Have you ever been convinced that because of how audacious your approach has been with God that somehow it was the same thing as being honest with Him?
I had this ah-huh moment recently concerning a prayer that I’m pretty sure I’ve prayed at least a million times. You know, it’s that prayer you offer with so much passion and fervor, and instead of it reaching heaven, it seems to hit the ceiling, bounce back, and smack you in the face?
Yes, that prayer.
You’ve tried bargaining, pleading, crying, and even giving up on this whole prayer business. And all the while you are convinced that your prayer is, well, honest. How could it not be? You’ve poured out your heart a billion times about how much this means to you, and how much you need for God to come through.
Sound familiar to any one?
As Christians, I would venture to say that we often feel like the prayers we offer place us in a game of tug of war with God. If you’ve been to any sort of summer camp than I’m sure you’ve played along or observed the craziness that goes into it.
There is one rope, and two teams, equally battling and competing over the same thing. Each team is strategizing, and throwing every ounce of their weight into every pull, gritting and bearing down with all their strength.
We know how the game ends. There can only be one winner. The team that gave just a little bit more to tip the scales (or rope) to their side wins.
My recent epiphany was about this subtle but powerful lie that if I told God I actually “needed” what I was asking for, that somehow this very thing would also be in competition with my need for Him…sort of like a divine game of tug of war.

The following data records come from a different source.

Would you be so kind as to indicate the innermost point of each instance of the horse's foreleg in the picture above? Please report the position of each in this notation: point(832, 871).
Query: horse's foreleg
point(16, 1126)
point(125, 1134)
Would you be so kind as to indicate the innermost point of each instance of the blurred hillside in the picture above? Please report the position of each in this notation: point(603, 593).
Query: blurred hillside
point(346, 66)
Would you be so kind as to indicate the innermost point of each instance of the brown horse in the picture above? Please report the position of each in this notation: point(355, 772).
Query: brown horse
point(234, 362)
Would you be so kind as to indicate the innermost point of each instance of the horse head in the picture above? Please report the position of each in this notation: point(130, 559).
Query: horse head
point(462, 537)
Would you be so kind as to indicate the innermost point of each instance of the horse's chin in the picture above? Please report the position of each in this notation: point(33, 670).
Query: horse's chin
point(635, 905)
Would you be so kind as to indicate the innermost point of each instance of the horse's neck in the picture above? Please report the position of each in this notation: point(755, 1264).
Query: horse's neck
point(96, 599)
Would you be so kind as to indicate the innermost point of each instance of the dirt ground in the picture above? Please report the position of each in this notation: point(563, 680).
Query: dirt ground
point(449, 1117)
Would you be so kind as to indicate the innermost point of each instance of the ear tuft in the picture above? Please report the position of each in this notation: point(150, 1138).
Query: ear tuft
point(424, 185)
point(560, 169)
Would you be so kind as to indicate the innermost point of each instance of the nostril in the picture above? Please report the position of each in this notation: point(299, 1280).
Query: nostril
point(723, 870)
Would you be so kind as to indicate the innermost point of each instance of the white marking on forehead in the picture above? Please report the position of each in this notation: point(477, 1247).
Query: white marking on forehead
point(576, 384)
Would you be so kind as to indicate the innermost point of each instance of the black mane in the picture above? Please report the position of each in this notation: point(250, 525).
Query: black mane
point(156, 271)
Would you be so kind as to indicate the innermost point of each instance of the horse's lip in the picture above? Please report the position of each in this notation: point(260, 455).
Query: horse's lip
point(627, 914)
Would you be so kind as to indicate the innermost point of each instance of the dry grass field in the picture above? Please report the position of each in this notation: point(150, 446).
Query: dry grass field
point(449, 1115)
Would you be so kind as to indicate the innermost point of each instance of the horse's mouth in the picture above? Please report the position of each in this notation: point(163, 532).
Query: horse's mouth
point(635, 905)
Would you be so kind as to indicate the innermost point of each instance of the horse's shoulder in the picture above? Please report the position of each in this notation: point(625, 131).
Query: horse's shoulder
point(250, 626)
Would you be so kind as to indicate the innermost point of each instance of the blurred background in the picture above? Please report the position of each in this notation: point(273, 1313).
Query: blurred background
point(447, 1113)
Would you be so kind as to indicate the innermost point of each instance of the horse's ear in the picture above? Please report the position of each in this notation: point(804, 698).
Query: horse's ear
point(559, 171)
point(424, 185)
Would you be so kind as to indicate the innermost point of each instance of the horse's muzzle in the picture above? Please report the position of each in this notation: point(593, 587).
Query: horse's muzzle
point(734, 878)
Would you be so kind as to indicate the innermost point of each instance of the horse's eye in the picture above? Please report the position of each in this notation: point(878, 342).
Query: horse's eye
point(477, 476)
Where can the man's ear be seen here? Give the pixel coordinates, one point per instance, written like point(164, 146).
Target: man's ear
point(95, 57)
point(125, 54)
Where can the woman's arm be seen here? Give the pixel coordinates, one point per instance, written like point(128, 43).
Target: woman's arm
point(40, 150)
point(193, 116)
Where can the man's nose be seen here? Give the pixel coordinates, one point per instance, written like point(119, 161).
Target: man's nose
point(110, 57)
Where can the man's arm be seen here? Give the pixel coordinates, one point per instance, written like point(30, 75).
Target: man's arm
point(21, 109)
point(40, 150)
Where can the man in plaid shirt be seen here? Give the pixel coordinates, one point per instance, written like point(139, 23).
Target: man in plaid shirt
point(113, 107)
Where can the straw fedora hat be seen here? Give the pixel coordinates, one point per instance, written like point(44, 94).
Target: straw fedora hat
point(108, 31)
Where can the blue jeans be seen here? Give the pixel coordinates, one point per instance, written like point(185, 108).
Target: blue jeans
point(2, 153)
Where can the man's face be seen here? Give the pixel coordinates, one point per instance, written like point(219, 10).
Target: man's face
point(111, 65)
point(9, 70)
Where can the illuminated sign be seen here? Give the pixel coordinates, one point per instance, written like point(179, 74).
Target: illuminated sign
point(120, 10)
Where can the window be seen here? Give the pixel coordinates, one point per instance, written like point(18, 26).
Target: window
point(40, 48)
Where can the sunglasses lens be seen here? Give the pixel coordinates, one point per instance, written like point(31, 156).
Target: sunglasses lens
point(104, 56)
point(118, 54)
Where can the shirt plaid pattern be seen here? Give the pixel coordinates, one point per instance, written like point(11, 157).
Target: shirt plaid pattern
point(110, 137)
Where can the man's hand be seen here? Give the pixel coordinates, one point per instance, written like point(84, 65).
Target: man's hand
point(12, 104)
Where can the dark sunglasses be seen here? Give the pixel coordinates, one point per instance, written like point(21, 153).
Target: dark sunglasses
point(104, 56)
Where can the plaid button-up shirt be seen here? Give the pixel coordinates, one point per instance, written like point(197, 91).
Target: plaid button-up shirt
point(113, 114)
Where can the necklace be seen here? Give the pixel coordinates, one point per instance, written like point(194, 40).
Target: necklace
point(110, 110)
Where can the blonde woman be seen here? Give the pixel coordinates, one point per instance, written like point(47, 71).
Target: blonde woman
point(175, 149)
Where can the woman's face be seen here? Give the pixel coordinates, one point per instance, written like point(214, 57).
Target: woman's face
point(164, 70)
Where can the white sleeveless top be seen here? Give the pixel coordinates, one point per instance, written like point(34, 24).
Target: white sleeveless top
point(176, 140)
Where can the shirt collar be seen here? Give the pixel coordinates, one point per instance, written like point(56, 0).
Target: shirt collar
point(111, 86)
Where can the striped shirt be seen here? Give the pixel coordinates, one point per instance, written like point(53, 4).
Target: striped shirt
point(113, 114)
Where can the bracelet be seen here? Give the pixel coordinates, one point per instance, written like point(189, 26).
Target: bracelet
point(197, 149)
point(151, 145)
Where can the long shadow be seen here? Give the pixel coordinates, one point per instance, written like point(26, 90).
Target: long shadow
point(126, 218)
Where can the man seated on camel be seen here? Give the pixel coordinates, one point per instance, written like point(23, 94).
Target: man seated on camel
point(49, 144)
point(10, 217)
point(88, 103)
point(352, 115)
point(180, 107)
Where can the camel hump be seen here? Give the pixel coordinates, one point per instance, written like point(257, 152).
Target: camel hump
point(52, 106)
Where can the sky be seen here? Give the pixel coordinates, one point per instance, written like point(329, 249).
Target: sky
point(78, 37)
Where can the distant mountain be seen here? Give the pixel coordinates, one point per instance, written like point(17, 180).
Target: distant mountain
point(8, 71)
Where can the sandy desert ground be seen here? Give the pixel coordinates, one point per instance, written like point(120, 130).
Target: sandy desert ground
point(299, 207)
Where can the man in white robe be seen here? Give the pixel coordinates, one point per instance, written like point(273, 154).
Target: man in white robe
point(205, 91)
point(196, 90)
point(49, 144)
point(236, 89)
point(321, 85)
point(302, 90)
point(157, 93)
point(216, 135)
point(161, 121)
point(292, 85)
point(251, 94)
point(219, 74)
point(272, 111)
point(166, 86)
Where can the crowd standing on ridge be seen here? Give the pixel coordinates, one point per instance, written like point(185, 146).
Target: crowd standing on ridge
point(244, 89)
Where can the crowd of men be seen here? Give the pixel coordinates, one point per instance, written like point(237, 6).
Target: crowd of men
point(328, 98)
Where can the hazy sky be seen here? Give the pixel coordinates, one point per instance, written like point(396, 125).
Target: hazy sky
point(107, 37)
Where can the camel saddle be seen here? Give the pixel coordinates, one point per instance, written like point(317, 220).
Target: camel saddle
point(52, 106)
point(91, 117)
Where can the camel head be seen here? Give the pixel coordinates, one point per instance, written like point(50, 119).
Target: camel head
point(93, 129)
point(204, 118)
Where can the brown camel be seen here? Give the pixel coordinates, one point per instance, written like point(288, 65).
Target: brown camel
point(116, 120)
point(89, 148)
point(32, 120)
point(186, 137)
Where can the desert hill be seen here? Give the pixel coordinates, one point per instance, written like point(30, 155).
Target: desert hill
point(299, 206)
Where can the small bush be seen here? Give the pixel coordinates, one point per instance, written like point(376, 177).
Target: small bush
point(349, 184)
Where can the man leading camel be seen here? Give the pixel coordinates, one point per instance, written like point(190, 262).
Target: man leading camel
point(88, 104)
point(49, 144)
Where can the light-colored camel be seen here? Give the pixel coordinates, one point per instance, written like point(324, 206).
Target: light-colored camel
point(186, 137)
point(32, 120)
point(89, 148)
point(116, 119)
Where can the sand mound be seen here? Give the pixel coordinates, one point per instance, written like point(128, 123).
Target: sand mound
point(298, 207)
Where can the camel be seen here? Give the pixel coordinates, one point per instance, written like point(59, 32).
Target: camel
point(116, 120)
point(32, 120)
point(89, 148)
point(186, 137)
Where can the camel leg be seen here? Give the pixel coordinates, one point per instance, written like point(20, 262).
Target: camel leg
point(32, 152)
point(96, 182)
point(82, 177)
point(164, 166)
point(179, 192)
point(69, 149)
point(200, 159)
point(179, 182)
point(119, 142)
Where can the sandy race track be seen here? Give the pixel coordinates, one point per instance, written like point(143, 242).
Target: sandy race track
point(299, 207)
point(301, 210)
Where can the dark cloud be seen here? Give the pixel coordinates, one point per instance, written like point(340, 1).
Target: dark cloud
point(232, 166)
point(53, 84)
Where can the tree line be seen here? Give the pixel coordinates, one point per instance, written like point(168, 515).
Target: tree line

I was afraid that by admitting to myself I needed something other than God that my prayer was flawed; somehow if I was gut wrenchingly honest about how I felt than that would mean I was fighting against God.
Now, don’t get me wrong, sometimes we need to be like Jacob and wrestle it out with God in prayer, but if we are not being honest with ourselves we are actually fighting God unnecessarily.
So, here are three questions I pose:
1. Where did we get the idea that by getting real with God about our needs that it meant we didn’t need Him?
2. When did these needs become mutually exclusive?
3. Didn’t God make us body, soul, and spirit with distinctive and valuable needs?
God understands that we have physical and emotional needs that do not negate our, exponentially-more-important-need for a relationship with Him.
For example, it’s like asking someone for a glass of water after going for a long run, and then thinking that because you need water your request must somehow be in competition with your need for a relationship with God.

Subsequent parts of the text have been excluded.